New Systems Documentation Generator

We're excited to announce a major enhancement to the mp-units documentation: an automated systems reference generator that extracts and documents all quantities, units, dimensions, and their relationships directly from the library's C++ source code.

The Challenge

mp-units has grown to support an extensive collection of systems of quantities and units:

• 15 systems including ISQ, SI, CGS, IAU, Natural Units, IEC, Imperial, USC, and more
• 400+ quantities spanning physics, engineering, astronomy, and computer science domains
• 200+ units with proper relationships and conversions
• 150+ quantity hierarchies showing parent-child relationships
• 10+ dimensions forming the foundation of dimensional analysis
• 5+ point origins for affine space quantities (temperature, coordinates, etc.)
• 32 prefixes for scaling units

Manually documenting this vast ecosystem would be error-prone and quickly become outdated as the library evolves. We needed an automated solution that could extract information directly from the source code and generate comprehensive, accurate, and always up-to-date reference documentation.

Why Not Doxygen?

You might wonder: "Why not just use Doxygen or a similar tool?" While Doxygen excels at extracting API documentation from comments and generating reference pages for classes and functions, it falls short for our specific needs:

Limited semantic understanding: Doxygen treats C++ code as text to parse for structure, but doesn't understand the meaning of our domain-specific definitions. It can't recognize that speed final : quantity_spec<length / time> represents a physical quantity defined as the ratio of length to time.

No cross-correlation: Doxygen can't automatically discover and document the relationships between quantities, units, and dimensions. It won't understand that the unit newton relates to the quantity force, which in turn is derived from mass, length, and time.

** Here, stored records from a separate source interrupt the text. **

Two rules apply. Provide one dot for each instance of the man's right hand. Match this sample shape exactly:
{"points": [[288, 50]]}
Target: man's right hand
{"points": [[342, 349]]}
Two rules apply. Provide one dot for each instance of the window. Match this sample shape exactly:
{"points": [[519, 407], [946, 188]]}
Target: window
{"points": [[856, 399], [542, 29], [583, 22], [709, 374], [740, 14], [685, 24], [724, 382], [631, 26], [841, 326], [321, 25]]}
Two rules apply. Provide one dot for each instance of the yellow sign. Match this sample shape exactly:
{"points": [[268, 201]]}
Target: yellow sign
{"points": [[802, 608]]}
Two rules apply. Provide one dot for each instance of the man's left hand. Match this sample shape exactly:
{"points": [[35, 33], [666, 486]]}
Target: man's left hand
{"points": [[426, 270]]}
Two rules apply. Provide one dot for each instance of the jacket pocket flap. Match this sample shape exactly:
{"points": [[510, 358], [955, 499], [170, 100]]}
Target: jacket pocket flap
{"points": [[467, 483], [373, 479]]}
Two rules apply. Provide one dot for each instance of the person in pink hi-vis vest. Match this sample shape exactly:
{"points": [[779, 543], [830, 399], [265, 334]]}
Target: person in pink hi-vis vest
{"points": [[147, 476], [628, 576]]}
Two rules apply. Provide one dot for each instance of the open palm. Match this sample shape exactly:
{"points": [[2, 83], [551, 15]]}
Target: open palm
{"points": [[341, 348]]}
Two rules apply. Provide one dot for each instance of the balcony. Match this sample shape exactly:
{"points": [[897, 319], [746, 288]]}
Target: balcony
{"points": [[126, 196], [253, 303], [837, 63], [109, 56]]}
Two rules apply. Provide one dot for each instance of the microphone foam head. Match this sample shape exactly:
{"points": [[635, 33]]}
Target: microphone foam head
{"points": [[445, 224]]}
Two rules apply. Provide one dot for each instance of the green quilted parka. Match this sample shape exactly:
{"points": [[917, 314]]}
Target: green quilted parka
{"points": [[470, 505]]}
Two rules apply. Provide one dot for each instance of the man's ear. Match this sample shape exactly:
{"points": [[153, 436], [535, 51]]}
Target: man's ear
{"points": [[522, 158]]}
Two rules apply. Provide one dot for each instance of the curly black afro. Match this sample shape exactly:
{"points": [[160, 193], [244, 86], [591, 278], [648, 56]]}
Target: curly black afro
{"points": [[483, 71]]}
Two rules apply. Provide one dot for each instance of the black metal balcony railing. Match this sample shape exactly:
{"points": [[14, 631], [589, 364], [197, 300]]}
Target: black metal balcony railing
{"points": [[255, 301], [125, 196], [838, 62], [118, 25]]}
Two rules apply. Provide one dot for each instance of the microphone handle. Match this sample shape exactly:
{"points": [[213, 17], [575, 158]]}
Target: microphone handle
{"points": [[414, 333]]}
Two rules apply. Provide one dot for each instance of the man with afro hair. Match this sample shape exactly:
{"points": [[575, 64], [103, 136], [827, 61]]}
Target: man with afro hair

Can't extract metadata: The rich semantic information encoded in our template parameters— like kind_of<isq::length> indicating a quantity hierarchy, or mag<1'000> indicating a scaling factor—is invisible to Doxygen. It would simply render these as template syntax without extracting their meaning.

Can't associate unit symbols: Doxygen can't recognize that an object in the unit_symbol namespace represents the symbol for a unit defined elsewhere. For example, it wouldn't understand that unit_symbol::m (the symbol object) corresponds to the metre unit, or that unit_symbol::kg relates to kilogram. These are separate C++ entities that only become connected through the library's type system—a connection that requires type introspection to discover.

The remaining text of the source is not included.